Era una tempestad de júbilo, que alcanzaba su clímax con el Bando, a nuestro alcance si nos encaramábamos en las murallas ahí mismo, al pie de la Calle del Curato, sacándole el cuerpo a los buscapiés y oyendo a las mujeres de todas las edades opinando sobre las candidatas de los departamentos.

La Plaza de los Coches era un conjunto de tenderetes que ocupaban las tres bocas de la Torre del Reloj y un territorio de equipos de sonido a todo volumen dejando sonar las trompetas celestiales de la orquesta de Ricardo Ray, que daban paso a la atronadora garganta de Bobby Cruz cantando “me voy a casa’e Ramón a comer a rroz con dulce y el rabito del lechón...” y se veían los salseros con sus camisas de colores entrecruzados, sus pantalones de terlenka bota campana y sus zapatos de plataforma bien pulidos y brillantes, moviendo sus piernas largas con agilidad asombrosa.

Mi memoria de las Fiestas Novembrinas en San Diego está vinculada con una canción que habitualmente se asimila al 8 de diciembre –“Las 4 fiestas”– porque allí se habla del Carnaval de Barranquilla, de caretas, comparsas, carrozas y disfraces.

La celebración novembrina en San Diego tenía un componente que contribuía al clima de alegría y gozo: en la esquina de las calles De La Universidad y Sargento Mayor estaban los estudios de Emisoras Fuentes, que tenía un enorme radioteatro, donde desde comienzos de octubre presentaban a las candidatas populares en los numerosos programas que llevaban el término “novembrino” acompañada de pregón, tambores, aires, ritmos, entre otros.

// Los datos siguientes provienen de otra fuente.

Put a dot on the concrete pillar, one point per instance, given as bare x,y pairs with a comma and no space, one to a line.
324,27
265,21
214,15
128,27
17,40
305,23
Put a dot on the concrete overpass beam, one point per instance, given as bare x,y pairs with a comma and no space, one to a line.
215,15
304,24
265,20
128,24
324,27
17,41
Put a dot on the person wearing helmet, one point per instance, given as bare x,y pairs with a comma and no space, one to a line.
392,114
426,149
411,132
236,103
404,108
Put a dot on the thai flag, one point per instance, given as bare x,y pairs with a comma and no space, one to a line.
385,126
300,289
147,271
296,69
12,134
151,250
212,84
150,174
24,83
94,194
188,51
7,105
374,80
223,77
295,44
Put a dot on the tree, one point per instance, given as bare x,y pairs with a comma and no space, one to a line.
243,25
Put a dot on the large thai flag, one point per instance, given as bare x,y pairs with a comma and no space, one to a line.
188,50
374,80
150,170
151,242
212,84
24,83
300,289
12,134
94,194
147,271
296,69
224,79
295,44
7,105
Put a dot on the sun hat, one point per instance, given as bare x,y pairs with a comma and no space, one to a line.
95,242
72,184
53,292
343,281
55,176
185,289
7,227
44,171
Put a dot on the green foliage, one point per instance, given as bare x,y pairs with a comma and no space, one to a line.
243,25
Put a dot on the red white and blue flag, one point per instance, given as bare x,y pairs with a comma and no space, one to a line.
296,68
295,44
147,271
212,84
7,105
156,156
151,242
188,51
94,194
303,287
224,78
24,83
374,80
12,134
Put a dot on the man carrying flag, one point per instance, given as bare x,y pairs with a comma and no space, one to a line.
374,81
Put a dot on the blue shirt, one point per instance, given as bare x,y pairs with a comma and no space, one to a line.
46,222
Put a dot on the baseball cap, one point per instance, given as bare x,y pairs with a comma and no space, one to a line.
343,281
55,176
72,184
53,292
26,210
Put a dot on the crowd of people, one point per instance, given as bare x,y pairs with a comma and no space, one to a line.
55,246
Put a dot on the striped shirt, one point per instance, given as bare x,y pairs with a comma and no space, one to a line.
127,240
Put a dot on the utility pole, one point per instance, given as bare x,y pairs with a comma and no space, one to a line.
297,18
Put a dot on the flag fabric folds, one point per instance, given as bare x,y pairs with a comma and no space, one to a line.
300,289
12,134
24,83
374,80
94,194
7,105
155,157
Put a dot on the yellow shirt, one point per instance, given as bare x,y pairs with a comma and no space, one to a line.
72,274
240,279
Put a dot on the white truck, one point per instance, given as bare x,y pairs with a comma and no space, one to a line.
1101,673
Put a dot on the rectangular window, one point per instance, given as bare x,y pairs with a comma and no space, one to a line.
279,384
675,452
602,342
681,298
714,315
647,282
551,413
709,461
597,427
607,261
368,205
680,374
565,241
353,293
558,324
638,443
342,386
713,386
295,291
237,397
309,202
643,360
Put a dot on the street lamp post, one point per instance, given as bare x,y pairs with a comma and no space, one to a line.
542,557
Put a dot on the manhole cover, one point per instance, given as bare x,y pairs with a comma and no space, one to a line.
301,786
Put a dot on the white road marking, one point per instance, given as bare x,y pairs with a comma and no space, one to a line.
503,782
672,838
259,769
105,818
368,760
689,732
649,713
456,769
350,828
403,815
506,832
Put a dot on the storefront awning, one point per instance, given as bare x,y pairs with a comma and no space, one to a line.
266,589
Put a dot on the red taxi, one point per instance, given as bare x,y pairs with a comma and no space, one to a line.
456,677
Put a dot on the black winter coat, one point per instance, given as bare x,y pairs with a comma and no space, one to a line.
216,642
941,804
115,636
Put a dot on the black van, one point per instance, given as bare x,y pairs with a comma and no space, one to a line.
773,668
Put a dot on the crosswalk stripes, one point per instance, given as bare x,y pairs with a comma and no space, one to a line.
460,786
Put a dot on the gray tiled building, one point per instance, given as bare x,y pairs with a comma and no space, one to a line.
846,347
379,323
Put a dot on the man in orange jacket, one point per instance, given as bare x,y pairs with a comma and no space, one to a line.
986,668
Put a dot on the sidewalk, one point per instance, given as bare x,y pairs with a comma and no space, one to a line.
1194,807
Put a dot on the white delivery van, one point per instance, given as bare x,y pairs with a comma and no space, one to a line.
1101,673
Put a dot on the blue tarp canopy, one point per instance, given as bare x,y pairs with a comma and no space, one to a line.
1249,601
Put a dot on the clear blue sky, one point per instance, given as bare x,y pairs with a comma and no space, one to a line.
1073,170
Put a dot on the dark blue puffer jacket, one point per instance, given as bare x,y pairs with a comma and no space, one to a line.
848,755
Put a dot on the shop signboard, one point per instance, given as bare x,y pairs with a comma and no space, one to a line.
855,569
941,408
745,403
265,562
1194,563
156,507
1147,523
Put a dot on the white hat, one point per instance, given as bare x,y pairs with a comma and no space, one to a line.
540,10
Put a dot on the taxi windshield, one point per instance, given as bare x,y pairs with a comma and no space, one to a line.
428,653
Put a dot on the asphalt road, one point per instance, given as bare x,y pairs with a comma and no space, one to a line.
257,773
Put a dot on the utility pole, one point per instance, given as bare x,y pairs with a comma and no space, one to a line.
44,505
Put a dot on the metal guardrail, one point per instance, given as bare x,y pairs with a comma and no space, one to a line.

Pero lo más inolvidable de estas fiestas era que reflejaban el espíritu de barrio, de vecindad, de comunidad unida que se expresaba en un delirio colectivo, con sus personajes cotidianos elevados a la categoría de héroes de la parranda reconocidos por todo el mundo: el doctor Suárez que tenía tanta influencia que invitaba a su casa a otra candidata al Concurso Nacional de Belleza o el Negro Buelvas que ponía su tienda al servicio de todos, mientras gritaba alegre “¡Quiebra!”.

Hoy la fiesta novembrina de San Diego tiene otras voces y otros ámbitos, mientras los viejos moradores desperdigados aquí y allá bailan con el recuerdo.